A Portrait of the Artist as a Young Man Notes & Analysis
The free A Portrait of the Artist as a Young Man notes include comprehensive information and analysis to help you understand the book. These free notes consist of about 50 pages (14,937 words) and contain the following sections:
These free notes also contain Quotes and Themes & Topics on A Portrait of the Artist as a Young Man by James Joyce.
A Portrait of the Artist as a Young Man Plot Summary
The novel tells the story of the first twenty years of Stephen Dedalus--a young Catholic boy growing up in late 19th century Ireland. As the title suggests, this is the story not just of a young man, but of a boy developing into an artist. The book opens in Stephen's nursery with two pages of prose that were revolutionary for the time. It then chronicles the political and religious pulls on this generally good-hearted and naïve little boy, both those of his family and his classmates and teachers at Clongowes, an all-boys school run by Jesuit priests (Part 1). Next, Stephen goes to Belvedere College, where he is a model student, though a bit alienated and increasingly tormented by a bodily lust that eventually drives him to a prostitute (Part 2). The first prostitute is not the last, and Stephen is plunged into a life of serious Catholic sin, though he repents after a series of sermons delivered at a religious retreat at his school (Part 3). Stephen does a complete turnaround after the retreat and devotes himself to God, attracting the attention of the director of the school, who proposes to Stephen that he join the priesthood, a call that Stephen, after a little initial prideful excitement, declines (Part 4). He goes instead to the university, where his classmates and teachers treat him as a budding poet, and the novel ends with Stephen having made the commitment to be an artist, though not having actually created much in the way of art (Part 5).
James Joyce first wrote Portrait as a one-thousand page novel, full of well-developed scenes and long explanations of Stephen's motives, but he decided to trim it into a short book with a new sort of style. Joyce's ambition was to hang a story on a series of important incidents. Although these incidents are presented chronologically, there is often no transition from scene to scene. Among the more important of these scenes are:
- Stephen in his nursery, trying to make sense of his surroundings;
- a Christmas dinner at the Dedalus house with two guests--Dante Riordan and Mr. Casey--where a huge fight about religion breaks out;
- Stephen being asked by the bully at school whether he kisses his mother before he goes to bed and being confused when he's laughed at for answering 'yes';
- Stephen being unfairly hit by a priest and then telling on this priest;
- Stephen wanting to kiss a girl, Emma, on a tram ride but not doing it;
- Stephen traveling to Cork with his father and feeling alienated from his own father and his friends;
- Stephen winning an essay prize and feeling empty after he squanders all the money; Stephen's first trip to a prostitute;
- his transformation by sermons given at a religious retreat;
- his confession of his sins;
- his refusal of the priesthood;
- his moment of "epiphany" when he sees a beautiful girl wading on the beach and declares he'll commit himself to art;
- and his creation of his first poem.
More happens between these scenes but the point is that Joyce shows Stephen's growth not by a connected story but through a series of illuminating moments.

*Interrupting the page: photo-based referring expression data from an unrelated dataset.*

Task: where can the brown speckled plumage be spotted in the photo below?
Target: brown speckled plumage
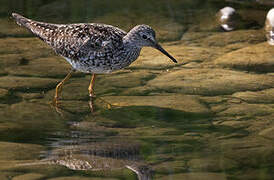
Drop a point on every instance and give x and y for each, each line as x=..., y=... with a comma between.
x=91, y=48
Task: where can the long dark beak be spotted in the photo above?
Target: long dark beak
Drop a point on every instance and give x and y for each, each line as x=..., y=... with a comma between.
x=157, y=46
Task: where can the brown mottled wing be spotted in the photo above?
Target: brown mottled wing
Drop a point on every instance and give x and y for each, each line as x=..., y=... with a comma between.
x=75, y=40
x=88, y=40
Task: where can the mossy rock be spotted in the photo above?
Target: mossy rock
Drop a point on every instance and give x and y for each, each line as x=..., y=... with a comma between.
x=42, y=67
x=27, y=84
x=210, y=82
x=29, y=176
x=265, y=96
x=196, y=176
x=258, y=58
x=19, y=151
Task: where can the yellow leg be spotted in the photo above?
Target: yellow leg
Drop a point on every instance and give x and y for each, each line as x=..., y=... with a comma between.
x=59, y=87
x=91, y=85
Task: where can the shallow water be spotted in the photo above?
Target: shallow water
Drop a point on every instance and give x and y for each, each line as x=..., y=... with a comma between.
x=208, y=117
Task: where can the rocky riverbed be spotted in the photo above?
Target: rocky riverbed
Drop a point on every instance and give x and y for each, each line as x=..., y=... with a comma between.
x=211, y=115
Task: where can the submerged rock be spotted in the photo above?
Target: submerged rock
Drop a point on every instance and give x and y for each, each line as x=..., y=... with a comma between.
x=269, y=27
x=257, y=58
x=228, y=18
x=210, y=82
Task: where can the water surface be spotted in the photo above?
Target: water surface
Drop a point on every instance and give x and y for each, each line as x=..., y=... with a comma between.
x=208, y=117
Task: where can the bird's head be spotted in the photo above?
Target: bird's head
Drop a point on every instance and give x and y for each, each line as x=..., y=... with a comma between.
x=144, y=35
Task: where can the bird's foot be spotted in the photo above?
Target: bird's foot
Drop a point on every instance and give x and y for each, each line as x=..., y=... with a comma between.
x=92, y=95
x=55, y=102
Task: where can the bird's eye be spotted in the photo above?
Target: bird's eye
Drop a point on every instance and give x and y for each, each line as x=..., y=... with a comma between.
x=144, y=37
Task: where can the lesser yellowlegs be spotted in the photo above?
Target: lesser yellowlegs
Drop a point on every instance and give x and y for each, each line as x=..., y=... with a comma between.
x=92, y=48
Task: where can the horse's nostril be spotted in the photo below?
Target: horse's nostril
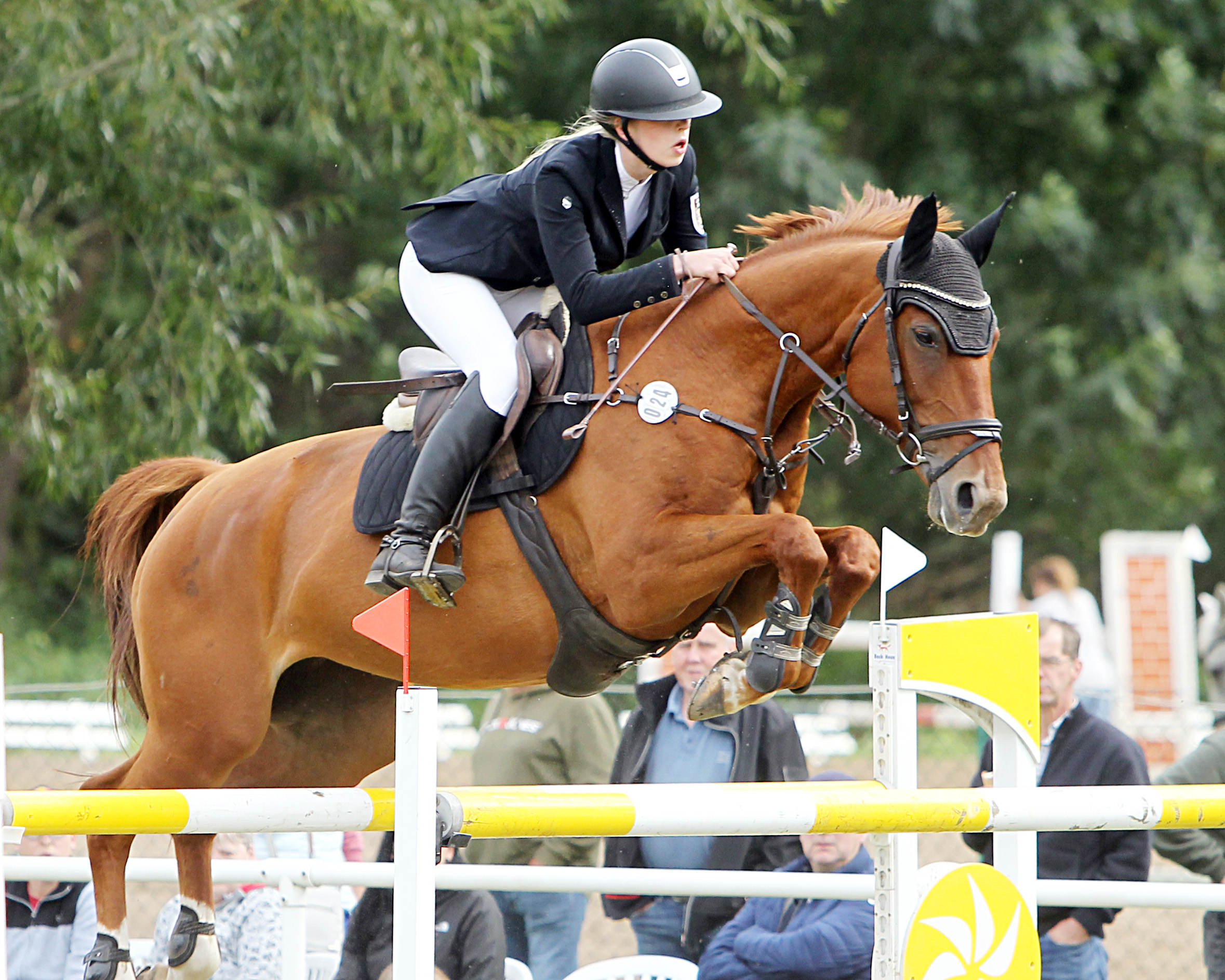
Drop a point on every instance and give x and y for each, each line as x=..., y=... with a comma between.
x=966, y=496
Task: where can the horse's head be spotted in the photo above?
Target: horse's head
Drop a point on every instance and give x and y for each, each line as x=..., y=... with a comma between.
x=926, y=370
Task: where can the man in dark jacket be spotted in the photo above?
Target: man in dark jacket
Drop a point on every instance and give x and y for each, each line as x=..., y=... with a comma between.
x=661, y=745
x=468, y=941
x=52, y=924
x=1078, y=750
x=825, y=939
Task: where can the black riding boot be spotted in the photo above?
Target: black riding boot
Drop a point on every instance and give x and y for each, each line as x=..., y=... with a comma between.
x=459, y=444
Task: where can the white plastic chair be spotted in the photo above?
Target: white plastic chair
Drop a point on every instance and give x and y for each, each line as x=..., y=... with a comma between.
x=323, y=965
x=637, y=968
x=517, y=971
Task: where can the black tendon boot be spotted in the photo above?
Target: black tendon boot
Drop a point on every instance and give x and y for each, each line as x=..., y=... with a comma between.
x=459, y=444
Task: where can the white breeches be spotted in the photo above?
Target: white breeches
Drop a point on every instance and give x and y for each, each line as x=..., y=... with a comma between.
x=470, y=323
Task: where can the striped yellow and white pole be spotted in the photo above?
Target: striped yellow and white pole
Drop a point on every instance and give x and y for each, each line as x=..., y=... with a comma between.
x=200, y=811
x=658, y=810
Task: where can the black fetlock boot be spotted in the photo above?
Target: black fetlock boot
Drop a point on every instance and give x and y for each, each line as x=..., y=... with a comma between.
x=457, y=446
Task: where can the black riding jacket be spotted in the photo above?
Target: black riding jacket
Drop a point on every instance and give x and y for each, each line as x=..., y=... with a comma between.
x=560, y=218
x=767, y=751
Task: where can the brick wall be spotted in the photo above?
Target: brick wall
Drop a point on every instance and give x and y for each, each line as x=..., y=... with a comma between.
x=1148, y=598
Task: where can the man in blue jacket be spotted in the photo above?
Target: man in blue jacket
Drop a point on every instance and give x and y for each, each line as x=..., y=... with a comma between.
x=823, y=939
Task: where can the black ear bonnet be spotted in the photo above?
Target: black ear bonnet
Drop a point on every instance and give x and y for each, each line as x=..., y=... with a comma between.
x=945, y=281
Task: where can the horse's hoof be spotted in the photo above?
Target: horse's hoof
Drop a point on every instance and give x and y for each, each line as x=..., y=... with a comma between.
x=724, y=691
x=203, y=963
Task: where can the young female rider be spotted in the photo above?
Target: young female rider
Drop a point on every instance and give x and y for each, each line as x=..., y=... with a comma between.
x=480, y=261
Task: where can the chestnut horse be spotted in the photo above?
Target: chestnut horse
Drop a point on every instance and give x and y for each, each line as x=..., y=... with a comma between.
x=232, y=588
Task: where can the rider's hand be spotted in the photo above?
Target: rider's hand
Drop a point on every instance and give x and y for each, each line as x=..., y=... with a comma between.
x=707, y=264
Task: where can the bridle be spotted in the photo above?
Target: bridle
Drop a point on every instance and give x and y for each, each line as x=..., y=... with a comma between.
x=834, y=402
x=911, y=435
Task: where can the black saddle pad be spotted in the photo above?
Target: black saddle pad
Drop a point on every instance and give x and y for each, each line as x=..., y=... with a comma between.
x=544, y=455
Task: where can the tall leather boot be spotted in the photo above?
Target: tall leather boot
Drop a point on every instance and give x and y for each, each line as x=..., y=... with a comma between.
x=459, y=444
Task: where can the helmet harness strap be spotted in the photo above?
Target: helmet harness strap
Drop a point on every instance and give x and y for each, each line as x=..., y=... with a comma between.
x=629, y=144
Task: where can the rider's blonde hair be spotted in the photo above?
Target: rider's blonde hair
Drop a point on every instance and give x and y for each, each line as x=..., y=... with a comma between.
x=593, y=121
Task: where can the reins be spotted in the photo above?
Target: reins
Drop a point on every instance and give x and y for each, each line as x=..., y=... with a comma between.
x=577, y=429
x=834, y=391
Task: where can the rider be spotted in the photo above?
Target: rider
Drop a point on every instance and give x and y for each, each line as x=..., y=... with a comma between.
x=474, y=266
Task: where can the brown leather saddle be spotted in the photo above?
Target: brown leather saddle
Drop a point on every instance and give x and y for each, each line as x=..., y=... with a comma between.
x=591, y=652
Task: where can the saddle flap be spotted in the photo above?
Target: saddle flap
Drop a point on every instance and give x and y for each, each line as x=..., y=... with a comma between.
x=545, y=358
x=424, y=362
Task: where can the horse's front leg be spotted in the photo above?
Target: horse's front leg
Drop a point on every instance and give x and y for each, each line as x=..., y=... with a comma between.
x=738, y=681
x=854, y=564
x=694, y=555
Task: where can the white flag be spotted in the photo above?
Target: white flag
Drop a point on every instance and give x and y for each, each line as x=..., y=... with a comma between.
x=899, y=560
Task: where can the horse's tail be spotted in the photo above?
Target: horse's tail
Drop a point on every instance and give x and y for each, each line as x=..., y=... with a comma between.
x=122, y=525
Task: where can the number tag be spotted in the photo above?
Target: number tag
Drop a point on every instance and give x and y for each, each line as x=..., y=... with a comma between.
x=658, y=402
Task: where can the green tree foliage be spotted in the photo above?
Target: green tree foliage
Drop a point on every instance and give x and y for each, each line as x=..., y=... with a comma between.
x=199, y=221
x=199, y=218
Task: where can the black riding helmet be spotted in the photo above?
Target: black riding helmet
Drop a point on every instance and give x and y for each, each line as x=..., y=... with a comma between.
x=648, y=79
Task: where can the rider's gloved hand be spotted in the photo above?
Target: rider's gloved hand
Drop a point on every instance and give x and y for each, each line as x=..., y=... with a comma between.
x=706, y=264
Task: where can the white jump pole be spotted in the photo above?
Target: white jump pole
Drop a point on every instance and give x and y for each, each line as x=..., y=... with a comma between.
x=417, y=710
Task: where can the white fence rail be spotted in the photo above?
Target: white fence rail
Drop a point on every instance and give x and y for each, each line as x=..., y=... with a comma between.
x=1102, y=895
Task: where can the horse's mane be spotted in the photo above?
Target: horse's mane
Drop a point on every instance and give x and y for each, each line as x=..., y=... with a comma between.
x=878, y=214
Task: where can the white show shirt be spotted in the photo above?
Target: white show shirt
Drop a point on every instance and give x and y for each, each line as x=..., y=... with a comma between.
x=634, y=194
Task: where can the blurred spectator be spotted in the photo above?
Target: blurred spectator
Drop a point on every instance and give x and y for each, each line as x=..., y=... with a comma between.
x=536, y=737
x=803, y=939
x=662, y=745
x=1058, y=594
x=248, y=920
x=52, y=924
x=327, y=845
x=1078, y=750
x=468, y=941
x=1202, y=852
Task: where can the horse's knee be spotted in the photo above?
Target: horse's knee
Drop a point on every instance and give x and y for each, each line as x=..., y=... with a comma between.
x=858, y=559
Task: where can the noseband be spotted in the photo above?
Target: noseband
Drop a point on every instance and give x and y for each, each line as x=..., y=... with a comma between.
x=911, y=435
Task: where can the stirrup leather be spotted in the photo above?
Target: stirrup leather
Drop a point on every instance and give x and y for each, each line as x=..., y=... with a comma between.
x=102, y=962
x=430, y=585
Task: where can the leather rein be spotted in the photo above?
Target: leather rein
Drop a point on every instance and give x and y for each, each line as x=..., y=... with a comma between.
x=772, y=477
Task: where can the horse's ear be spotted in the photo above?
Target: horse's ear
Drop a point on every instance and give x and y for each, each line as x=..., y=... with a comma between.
x=978, y=241
x=921, y=231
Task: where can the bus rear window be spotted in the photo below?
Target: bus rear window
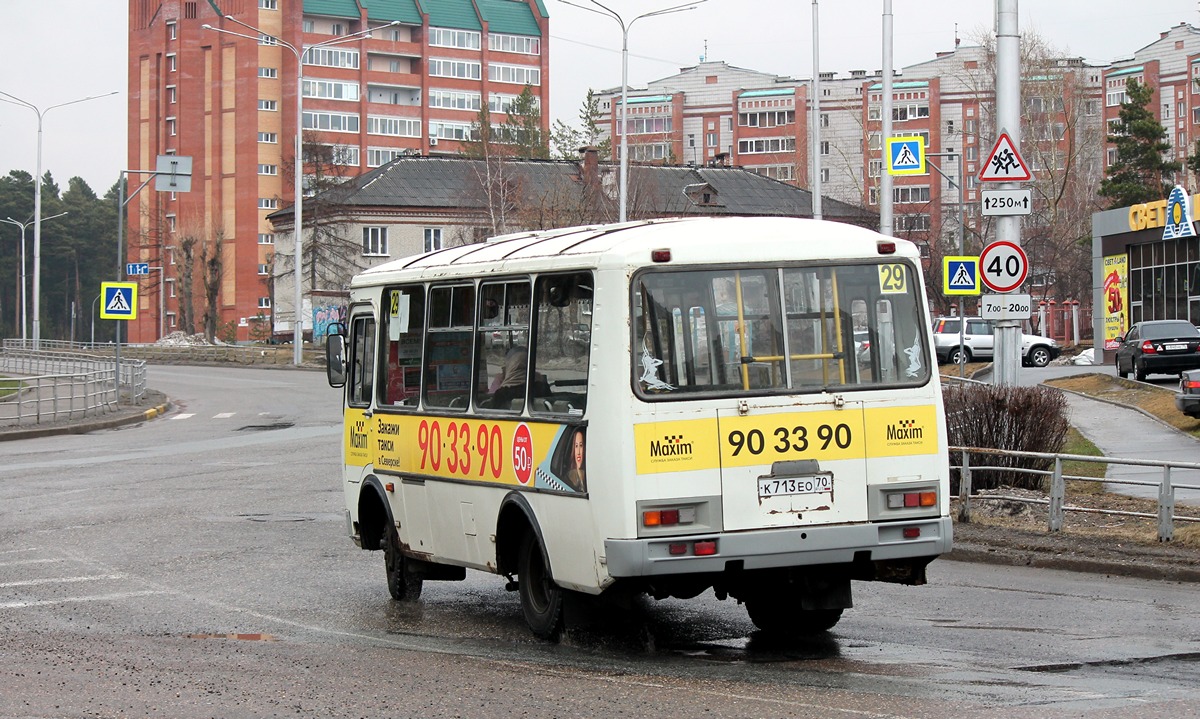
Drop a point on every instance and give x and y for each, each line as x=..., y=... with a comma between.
x=791, y=329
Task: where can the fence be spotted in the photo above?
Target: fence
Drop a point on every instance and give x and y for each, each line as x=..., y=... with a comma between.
x=47, y=385
x=181, y=354
x=1056, y=498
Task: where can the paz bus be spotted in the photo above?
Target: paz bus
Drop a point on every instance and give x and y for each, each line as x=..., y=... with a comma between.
x=660, y=407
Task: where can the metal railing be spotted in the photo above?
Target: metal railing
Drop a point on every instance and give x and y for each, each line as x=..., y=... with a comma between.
x=46, y=385
x=181, y=354
x=1056, y=497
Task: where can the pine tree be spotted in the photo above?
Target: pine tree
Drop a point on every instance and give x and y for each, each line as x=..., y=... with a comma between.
x=1140, y=173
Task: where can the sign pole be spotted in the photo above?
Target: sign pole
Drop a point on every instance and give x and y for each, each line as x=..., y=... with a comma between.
x=1008, y=228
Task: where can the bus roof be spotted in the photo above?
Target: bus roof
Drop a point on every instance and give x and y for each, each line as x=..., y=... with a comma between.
x=690, y=239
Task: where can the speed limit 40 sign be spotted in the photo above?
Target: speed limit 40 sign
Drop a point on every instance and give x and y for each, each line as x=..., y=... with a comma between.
x=1003, y=267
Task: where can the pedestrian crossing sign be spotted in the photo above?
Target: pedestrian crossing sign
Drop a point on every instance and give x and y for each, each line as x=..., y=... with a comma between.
x=118, y=300
x=960, y=275
x=906, y=156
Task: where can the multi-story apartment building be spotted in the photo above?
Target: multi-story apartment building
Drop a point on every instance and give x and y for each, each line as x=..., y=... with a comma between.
x=1171, y=66
x=414, y=87
x=762, y=123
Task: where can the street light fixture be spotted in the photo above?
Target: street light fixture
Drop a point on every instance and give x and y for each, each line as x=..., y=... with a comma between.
x=298, y=207
x=37, y=199
x=624, y=79
x=24, y=315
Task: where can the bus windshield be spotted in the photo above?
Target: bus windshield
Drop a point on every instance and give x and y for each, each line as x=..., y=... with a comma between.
x=787, y=329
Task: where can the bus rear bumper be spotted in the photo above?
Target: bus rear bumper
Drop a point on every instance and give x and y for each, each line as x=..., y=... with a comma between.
x=771, y=549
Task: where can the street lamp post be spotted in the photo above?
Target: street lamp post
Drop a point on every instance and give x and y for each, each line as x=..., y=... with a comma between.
x=624, y=81
x=24, y=315
x=37, y=199
x=298, y=205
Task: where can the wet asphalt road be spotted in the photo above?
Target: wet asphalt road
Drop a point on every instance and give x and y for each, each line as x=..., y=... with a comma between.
x=197, y=565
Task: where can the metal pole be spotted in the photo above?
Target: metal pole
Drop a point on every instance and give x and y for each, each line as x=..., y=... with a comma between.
x=886, y=222
x=623, y=213
x=1008, y=119
x=815, y=117
x=298, y=331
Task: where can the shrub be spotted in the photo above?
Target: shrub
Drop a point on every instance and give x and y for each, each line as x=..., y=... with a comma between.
x=1013, y=418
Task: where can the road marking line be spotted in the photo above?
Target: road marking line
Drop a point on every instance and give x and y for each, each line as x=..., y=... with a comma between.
x=75, y=599
x=24, y=562
x=66, y=580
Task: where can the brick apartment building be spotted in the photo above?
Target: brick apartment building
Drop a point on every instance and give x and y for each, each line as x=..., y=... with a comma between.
x=718, y=113
x=231, y=105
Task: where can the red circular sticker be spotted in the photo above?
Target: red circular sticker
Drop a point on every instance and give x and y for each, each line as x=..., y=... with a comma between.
x=522, y=454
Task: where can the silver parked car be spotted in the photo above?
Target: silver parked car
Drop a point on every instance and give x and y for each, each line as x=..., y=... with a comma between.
x=978, y=342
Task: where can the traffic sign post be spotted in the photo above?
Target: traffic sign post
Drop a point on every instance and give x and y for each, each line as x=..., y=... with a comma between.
x=1003, y=267
x=960, y=275
x=906, y=156
x=1006, y=202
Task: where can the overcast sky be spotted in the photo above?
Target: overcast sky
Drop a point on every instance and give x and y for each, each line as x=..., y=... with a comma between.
x=65, y=49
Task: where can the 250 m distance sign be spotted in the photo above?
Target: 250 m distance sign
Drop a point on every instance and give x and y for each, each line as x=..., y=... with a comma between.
x=1003, y=267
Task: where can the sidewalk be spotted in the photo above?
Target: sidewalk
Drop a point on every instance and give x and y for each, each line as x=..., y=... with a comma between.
x=153, y=405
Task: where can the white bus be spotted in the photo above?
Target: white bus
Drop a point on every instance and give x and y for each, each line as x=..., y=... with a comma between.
x=663, y=407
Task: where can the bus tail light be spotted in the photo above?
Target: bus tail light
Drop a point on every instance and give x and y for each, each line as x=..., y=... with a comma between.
x=669, y=517
x=911, y=499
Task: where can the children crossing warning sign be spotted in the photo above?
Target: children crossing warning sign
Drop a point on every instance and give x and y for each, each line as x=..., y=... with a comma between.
x=118, y=300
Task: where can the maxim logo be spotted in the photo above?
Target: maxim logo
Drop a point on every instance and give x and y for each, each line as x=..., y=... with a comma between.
x=905, y=429
x=672, y=445
x=359, y=435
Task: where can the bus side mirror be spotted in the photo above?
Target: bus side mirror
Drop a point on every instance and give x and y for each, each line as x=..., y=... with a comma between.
x=335, y=360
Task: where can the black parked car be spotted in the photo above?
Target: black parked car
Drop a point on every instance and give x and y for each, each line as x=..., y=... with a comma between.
x=1158, y=347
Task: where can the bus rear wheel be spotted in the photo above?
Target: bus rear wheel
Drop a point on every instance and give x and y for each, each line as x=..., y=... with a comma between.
x=402, y=583
x=541, y=599
x=780, y=615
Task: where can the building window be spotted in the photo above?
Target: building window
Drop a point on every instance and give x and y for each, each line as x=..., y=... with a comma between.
x=375, y=241
x=432, y=239
x=443, y=37
x=516, y=75
x=455, y=101
x=455, y=69
x=331, y=121
x=514, y=43
x=331, y=58
x=331, y=90
x=394, y=126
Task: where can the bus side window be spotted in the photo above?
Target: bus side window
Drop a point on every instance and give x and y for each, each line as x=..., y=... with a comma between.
x=563, y=347
x=361, y=360
x=403, y=319
x=503, y=340
x=448, y=346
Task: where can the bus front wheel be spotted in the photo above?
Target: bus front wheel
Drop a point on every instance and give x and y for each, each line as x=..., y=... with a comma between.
x=781, y=616
x=541, y=599
x=402, y=583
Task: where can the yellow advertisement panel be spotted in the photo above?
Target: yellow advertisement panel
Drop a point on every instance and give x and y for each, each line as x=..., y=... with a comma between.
x=467, y=448
x=1116, y=299
x=767, y=438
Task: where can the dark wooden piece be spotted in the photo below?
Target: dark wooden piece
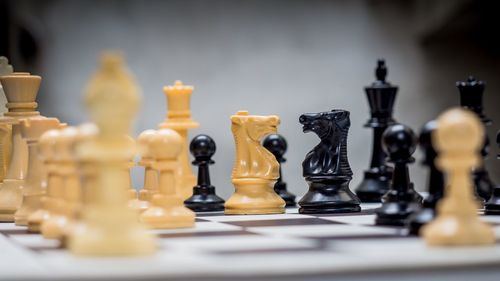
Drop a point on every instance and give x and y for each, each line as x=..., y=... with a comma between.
x=326, y=168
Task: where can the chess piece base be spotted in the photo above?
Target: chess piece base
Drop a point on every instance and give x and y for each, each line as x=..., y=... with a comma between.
x=394, y=213
x=289, y=198
x=95, y=241
x=53, y=227
x=168, y=212
x=30, y=204
x=36, y=219
x=419, y=219
x=492, y=207
x=451, y=230
x=373, y=187
x=11, y=197
x=329, y=196
x=253, y=197
x=204, y=199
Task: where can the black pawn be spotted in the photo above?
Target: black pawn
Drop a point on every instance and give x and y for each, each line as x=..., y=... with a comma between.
x=435, y=182
x=277, y=145
x=399, y=142
x=471, y=97
x=492, y=207
x=204, y=199
x=381, y=96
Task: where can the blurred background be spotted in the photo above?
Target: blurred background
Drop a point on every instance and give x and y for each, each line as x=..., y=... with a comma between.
x=283, y=57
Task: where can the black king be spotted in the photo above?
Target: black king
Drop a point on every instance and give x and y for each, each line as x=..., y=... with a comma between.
x=381, y=96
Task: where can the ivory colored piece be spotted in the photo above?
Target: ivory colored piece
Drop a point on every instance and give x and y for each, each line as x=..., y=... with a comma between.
x=150, y=187
x=20, y=90
x=68, y=202
x=49, y=200
x=168, y=210
x=255, y=170
x=458, y=141
x=108, y=227
x=5, y=129
x=33, y=186
x=179, y=119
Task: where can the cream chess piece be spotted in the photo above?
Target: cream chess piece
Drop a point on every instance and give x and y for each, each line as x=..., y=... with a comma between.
x=179, y=119
x=54, y=185
x=108, y=226
x=20, y=90
x=5, y=129
x=168, y=210
x=34, y=185
x=458, y=141
x=255, y=170
x=150, y=187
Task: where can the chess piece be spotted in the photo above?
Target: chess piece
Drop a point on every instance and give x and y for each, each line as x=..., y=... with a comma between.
x=471, y=97
x=179, y=119
x=204, y=199
x=435, y=183
x=54, y=185
x=21, y=90
x=134, y=202
x=399, y=143
x=458, y=141
x=33, y=187
x=255, y=169
x=326, y=168
x=67, y=203
x=277, y=145
x=492, y=206
x=108, y=227
x=381, y=96
x=150, y=187
x=167, y=210
x=5, y=129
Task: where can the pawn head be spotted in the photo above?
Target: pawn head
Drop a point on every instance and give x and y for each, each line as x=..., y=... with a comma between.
x=399, y=142
x=276, y=144
x=459, y=132
x=425, y=141
x=202, y=146
x=166, y=144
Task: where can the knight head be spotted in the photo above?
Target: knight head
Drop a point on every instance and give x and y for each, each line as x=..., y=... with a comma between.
x=256, y=126
x=325, y=123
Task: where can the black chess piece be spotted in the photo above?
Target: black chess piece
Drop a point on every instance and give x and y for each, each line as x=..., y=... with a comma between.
x=399, y=142
x=381, y=96
x=204, y=199
x=435, y=182
x=326, y=168
x=492, y=207
x=471, y=97
x=277, y=145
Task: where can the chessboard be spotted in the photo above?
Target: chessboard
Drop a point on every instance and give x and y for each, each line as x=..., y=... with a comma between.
x=245, y=247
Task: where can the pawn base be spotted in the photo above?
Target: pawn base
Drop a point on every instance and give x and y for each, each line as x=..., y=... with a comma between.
x=30, y=204
x=394, y=213
x=451, y=230
x=419, y=219
x=11, y=197
x=168, y=212
x=289, y=198
x=36, y=219
x=254, y=196
x=492, y=207
x=329, y=196
x=95, y=241
x=372, y=188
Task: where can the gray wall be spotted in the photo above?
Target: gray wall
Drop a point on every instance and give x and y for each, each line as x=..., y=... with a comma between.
x=269, y=57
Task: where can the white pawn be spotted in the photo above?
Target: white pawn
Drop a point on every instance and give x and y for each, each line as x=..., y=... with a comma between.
x=458, y=140
x=168, y=210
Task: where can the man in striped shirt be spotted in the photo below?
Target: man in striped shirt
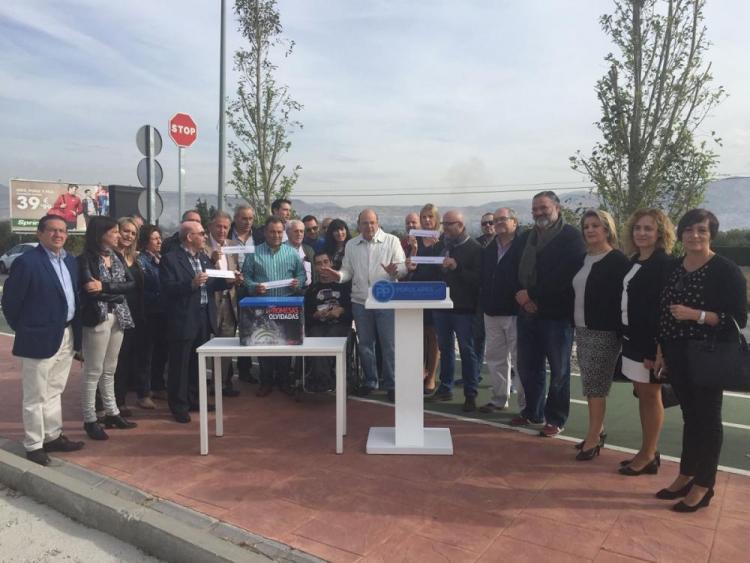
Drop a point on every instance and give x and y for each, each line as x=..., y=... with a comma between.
x=273, y=261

More important than a continuous story is the evolution of Stephen's mind and sensibilities as shown by his responses to these illuminating moments. If you listen to the sound of the prose and the organization of Stephen's thoughts, you can feel that he's growing older. For example, in his nursery, happenings are reported as so: "When you wet the bed first it is warm then it gets cold. His mother put on the oilsheet. That had a queer smell" (pg. 3). As a boy at Clongowes, Stephen's thoughts sound boyish: "Rody Kickham was a decent fellow but Nasty Roche was a stink" (pg. 4). By the time Stephen gets to the university, the sound of the prose is completely different--it's long and flowing and full of big but elusive ideas, like Stephen's own mind. It's also important to pay attention to the rhythm of the story. Each section ends on a high note, with Stephen's emotional elation, but the start of the following section is always flat, as Stephen comes to terms with his often grim and dirty life in Dublin.
The book ends on the upswing--closing with a series of entries from Stephen's diary that show he has made the decision to live his life as an artist. It's unclear, however, whether he will succeed at this. He's got lots of big ideas but has only completed one poem, and the poem isn't all that good. If the pattern of the book were extended past the last chapter, the old fall into griminess would be next. Critics argue about whether Joyce was sympathetic toward Stephen and saw him as a young version of himself, ready to take on the world as an artist, or if the author had an ironic attitude toward his character and wanted readers to see him as a poser, a boy who has given all of his energy to talking about art without ever really creating any. No one has come up with a decisive answer to the question of Joyce's intentions. Perhaps guessing at what fate awaits Stephen as an artist is less important than seeing the decisions a young person must make in order to commit himself or herself to the idea of life as an artist.